Adli Tıp Kurulu'ndan istifa eden Ayten Erdoğan, yaşadığı zorlu süreci gözyaşları arasında anlattı: 'B.Ç.'nin raporu için üstümde baskı oluştu. Cehennem hayatı yaşadım.'
Yazar Hüseyin Üzmez'in cinsel istismarına uğradığı öne sürülen B.Ç. için rapor verecek Adli Tıp Kurulu'dan “Yine, ruh sağlığı bozulmadı denilecek” diyerek istifa eden 6'ncı Adli Tıp İhtisas Kurulu Çocuk Psikiyatrisi üyesi Doç. Dr. Ayten Erdoğan, çarpıcı açıklamalarda bulundu.
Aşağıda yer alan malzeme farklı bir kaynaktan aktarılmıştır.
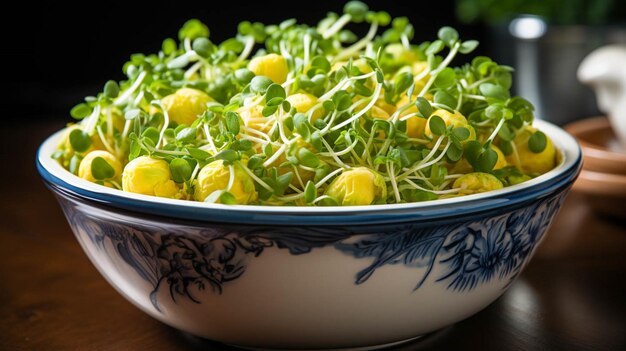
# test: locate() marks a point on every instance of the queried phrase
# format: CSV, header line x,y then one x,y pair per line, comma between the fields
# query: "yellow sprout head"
x,y
477,182
455,119
303,102
530,162
184,106
357,186
216,176
272,66
87,163
149,176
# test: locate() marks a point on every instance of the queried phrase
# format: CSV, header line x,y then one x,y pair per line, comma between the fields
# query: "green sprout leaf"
x,y
193,29
79,140
80,111
537,142
101,169
448,35
437,125
181,170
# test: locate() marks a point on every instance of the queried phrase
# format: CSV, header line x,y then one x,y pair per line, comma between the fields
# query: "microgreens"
x,y
369,94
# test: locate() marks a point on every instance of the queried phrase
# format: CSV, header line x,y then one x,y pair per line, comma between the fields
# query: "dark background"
x,y
54,56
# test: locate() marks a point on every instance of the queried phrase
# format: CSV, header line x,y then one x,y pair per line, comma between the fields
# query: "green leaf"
x,y
269,110
132,114
193,29
356,9
244,75
168,46
454,153
424,107
79,140
186,135
468,46
437,125
445,99
461,133
152,134
232,122
310,192
493,91
446,78
202,46
241,145
275,91
111,89
448,35
227,155
537,142
486,161
260,84
435,47
198,154
181,170
101,169
402,82
227,198
307,158
80,111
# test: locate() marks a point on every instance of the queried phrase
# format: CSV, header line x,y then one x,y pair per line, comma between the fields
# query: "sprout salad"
x,y
291,114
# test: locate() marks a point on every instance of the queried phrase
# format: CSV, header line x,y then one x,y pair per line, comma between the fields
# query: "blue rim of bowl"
x,y
549,183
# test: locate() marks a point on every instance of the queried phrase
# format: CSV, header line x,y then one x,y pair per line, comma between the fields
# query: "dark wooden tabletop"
x,y
572,296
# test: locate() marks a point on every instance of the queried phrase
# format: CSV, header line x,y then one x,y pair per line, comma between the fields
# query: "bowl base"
x,y
362,348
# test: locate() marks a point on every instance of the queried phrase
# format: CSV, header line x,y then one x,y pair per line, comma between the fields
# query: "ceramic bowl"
x,y
311,278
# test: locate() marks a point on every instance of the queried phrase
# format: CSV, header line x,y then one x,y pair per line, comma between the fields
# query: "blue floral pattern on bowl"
x,y
470,251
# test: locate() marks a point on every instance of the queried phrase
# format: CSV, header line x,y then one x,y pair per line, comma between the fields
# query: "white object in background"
x,y
605,70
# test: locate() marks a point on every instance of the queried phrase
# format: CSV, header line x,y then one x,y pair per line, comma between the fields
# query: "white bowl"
x,y
310,278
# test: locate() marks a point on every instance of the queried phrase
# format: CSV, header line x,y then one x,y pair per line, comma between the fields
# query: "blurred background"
x,y
57,55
B.Ç. dosyasını günlerce incelediğini ifade eden Erdoğan istifasından bir hafta önce de 6. Kurul'da B.Ç. olayını görüştüklerini söyledi. Erdoğan, 'Orada kurul üyeleri 'Sen bu konuda uzmansın ne düşünüyorsun' dediler. Ben de vakayı görmediğimi ama dosyayı incelediğimi ve 'ruh sağlığının bozulması gerekiyor' sonucuna vardığımı söyledim. 'Kendisini de görmek gerekir ama soruyorsanız bozulmuştur' dedim. O günden sonra bir cehennem hayatı yaşadım' diye konuştu.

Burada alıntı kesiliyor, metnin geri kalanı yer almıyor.